Kepala Pusat Pengkajian dan Penerapan Agroekologi, Muhammad Qomarunnajmi, mengatakan rencana impor tambahan 1,6 juta ton beras seperti yang disampaikan Kepala Badan Pangan Nasional (Bapanas) sangat mengganggu psikologi pasar, terlebih dalam waktu dekat akan ada panen raya.

"Rencana impor hanya mengganggu persiapan panen," tegas Qomar.

Seperti yang sudah disampaikan, setelah ada informasi akan impor, maka harga pasti turun menyesuaikan harga impor. Kemudian, harga gabah juga ikutan turun dan pengalaman-pengalaman di masa lalu, turunnya harga bisa sampai di bawah biaya produksi.

Dalam pandangan SPI, terang Qomar, harus ada evaluasi penetapan harga pembelian pemerintah (HPP) oleh Bapanas.

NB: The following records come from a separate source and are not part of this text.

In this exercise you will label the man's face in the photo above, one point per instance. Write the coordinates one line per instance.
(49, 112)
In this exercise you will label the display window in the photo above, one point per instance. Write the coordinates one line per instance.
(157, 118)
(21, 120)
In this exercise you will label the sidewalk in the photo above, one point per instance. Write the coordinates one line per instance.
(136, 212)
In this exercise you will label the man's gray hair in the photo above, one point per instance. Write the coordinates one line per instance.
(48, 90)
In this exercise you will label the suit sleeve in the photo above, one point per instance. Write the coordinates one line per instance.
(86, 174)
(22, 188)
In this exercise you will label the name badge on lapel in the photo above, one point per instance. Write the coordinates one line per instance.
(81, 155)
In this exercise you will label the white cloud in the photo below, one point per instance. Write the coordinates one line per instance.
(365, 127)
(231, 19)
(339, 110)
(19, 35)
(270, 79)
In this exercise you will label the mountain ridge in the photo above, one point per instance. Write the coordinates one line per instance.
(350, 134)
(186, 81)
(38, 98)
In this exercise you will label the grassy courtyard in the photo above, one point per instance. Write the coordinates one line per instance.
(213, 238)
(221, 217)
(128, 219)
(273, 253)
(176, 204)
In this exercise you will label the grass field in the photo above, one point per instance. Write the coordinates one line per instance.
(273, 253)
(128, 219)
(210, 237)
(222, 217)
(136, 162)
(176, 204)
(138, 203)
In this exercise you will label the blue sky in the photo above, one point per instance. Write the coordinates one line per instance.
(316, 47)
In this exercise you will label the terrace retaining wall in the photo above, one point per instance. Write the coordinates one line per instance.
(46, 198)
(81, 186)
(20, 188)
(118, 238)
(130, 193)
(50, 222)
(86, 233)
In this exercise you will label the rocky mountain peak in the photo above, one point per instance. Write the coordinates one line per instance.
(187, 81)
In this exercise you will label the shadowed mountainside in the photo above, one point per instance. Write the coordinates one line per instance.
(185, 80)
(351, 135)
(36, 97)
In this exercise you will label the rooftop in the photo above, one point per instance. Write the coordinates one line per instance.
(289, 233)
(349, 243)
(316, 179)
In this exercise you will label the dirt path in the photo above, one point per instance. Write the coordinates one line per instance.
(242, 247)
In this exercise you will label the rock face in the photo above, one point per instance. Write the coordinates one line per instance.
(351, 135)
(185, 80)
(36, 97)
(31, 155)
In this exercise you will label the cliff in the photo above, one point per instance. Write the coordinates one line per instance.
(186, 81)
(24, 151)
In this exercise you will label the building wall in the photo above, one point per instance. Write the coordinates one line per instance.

"Itu harus memperhatikan biaya produksi dan memastikan keuntungan petani. Ini akan memudahkan pemerintah untuk menyerap hasil panen dan mengamankan stok cadangan beras pemerintah," tandas Qomar.

Cegah Kekurangan Beras

Kepala Badan Pangan Nasional (Bapanas), Arief Prasetyo, menyatakan tambahan impor beras sebanyak 1,6 juta ton bertujuan untuk mencegah risiko kekurangan beras.

"Kenapa 1,6 juta (ton) tambahan, ini yang namanya early warning system. Jangan sudah kejadian (beras langka), kita enggak punya stok atau baru nyari-nyari. Nanti harga beras yang di dunia itu angkanya akan tinggi," kata Arief di Depok, Jawa Barat, Selasa (27/2).

Arief menyampaikan pemerintah harus memiliki cadangan beras pemerintah (CBP) untuk mencegah kelangkaan, baik yang disebabkan oleh ancaman cuaca maupun produksi dalam negeri yang terganggu oleh hama.

Arief menyebut antisipasi kelangkaan beras tidak bisa dilakukan secara mendadak, karena membutuhkan persiapan hingga tiga bulan ke depan. Oleh karena itu, rencana impor beras menjadi langkah mitigasi untuk memenuhi kebutuhan beras dalam negeri yang mencapai 2,5 juta ton per bulan.

Namun demikian, importasi beras tidak akan merugikan produksi lokal. Menurut Arief, beras yang didatangkan dari luar negeri telah disesuaikan dengan jumlah kekurangan antara produksi dan konsumsi nasional.

Bapanas juga telah berkoordinasi dengan Badan Meteorologi, Klimatologi, dan Geofisika (BMKG) terkait dengan prediksi cuaca karena berhubungan langsung dengan musim panen raya.

"Importasi yang dilakukan pemerintah adalah importasi yang terukur sehingga kita juga harus jaga di tingkat petani dengan baik ya, hulu dan hilir," katanya.